The final family court orders have no mention at all of the supreme court hearing I speak off, my lawyer is not confident at all and thinks my chances are 50/50 .
I do not understand why that is, the agreement which is clearly laid out without controversy between the 2 barristers and evidenced in transcripts submitted to the court is very clear, the intentions were to return to the supreme court once the family court was resolved, surely they were aware that family court being resolved means final orders, so they cannot say that they had different intentions or meant something else from their statements.

Does anyone have experience with this type of scenario? and does anyone know any similar cases to reference and/or use as authorities? Does anyone know the actual laws that govern this scenario?

Thanks in advance

Andre
 
Last edited by a moderator:

Rod

Lawyer
LawConnect (LawTap) Verified
27 May 2014
7,820
1,072
2,894
www.hutchinsonlegal.com.au
a lawyer on my behalf has filled the application for costs with the supreme court

This is OK.

the opposite lawyers are absolutely against it

Standard practice. If there is any chance to avoid costs for their client they will try.

Can't tell whether the Family Court needed to specify anything about supreme court costs. Your lawyer is the one best placed to advise you as he/she has all the paperwork.
 

andre nikatina

Active Member
29 September 2015
10
0
31
Rod,

Thank you for your reply, but it was not very helpful. Dont mean to be rude. I asked specific questions, you highlighted the obvious points that its ok to make an application and the opposing legal team will be in opposition.
I am interested in weather there is any precedents set in this type of scenario or if anyone has any first hand accounts of a similar situation.

Thank you
 

Rod

Lawyer
LawConnect (LawTap) Verified
27 May 2014
7,820
1,072
2,894
www.hutchinsonlegal.com.au
No problems, I understand your question has not been answered. Suppose it is my way of saying it is unlikely an experienced lawyer is going to want to comment on a case without seeing the actual orders. My experience (limited) with lawyers is that lawyers do not like to comment on cases they have no involvement with and even if they know of a similar case they will likely qualify the answer as saying it may not apply in your situation.

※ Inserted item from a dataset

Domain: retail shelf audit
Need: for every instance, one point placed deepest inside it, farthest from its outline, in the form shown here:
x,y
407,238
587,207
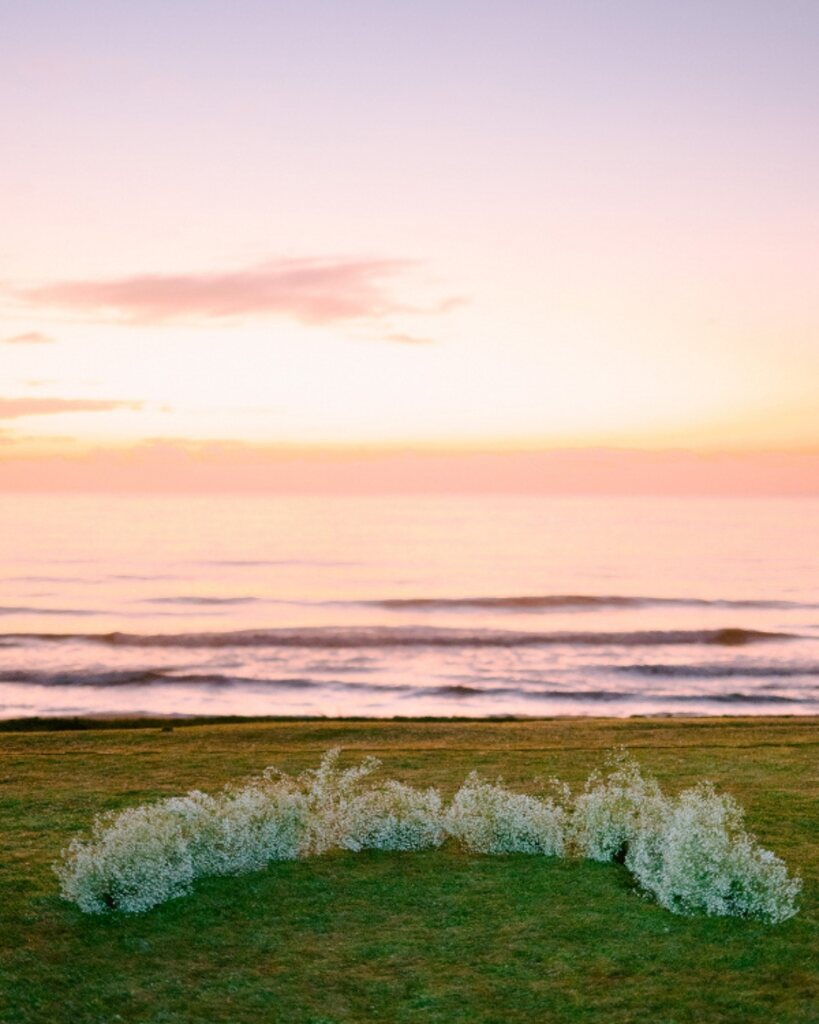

Your first order seems quite clear. I can't see anything in your post that puts aside the first order so in theory you should be OK.

Anyway, see what some of the more experienced people say. I may be surprised!
 

Blessing

Well-Known Member
20 April 2017
70
8
224
Sydney NSW
As Rod said its hard to give a definite answer to your question. If i was looking at it from your client solicitor side

1. The order from the supreme court stated if the Family Court finds that you had an interest you get costs. This is the part where you read the wording of the orders properly, because the Family Court in your case has not made a finding, both parties have come to an agreement.

Both you and your ex (and possibly the solicitors if they were aware of the supreme court case) should have put an order addressing the issue of cost.

Your ex solicitors are also taking the view that when you signed the consent orders your forfeited your right to any further claims against your ex for property or anything related to property.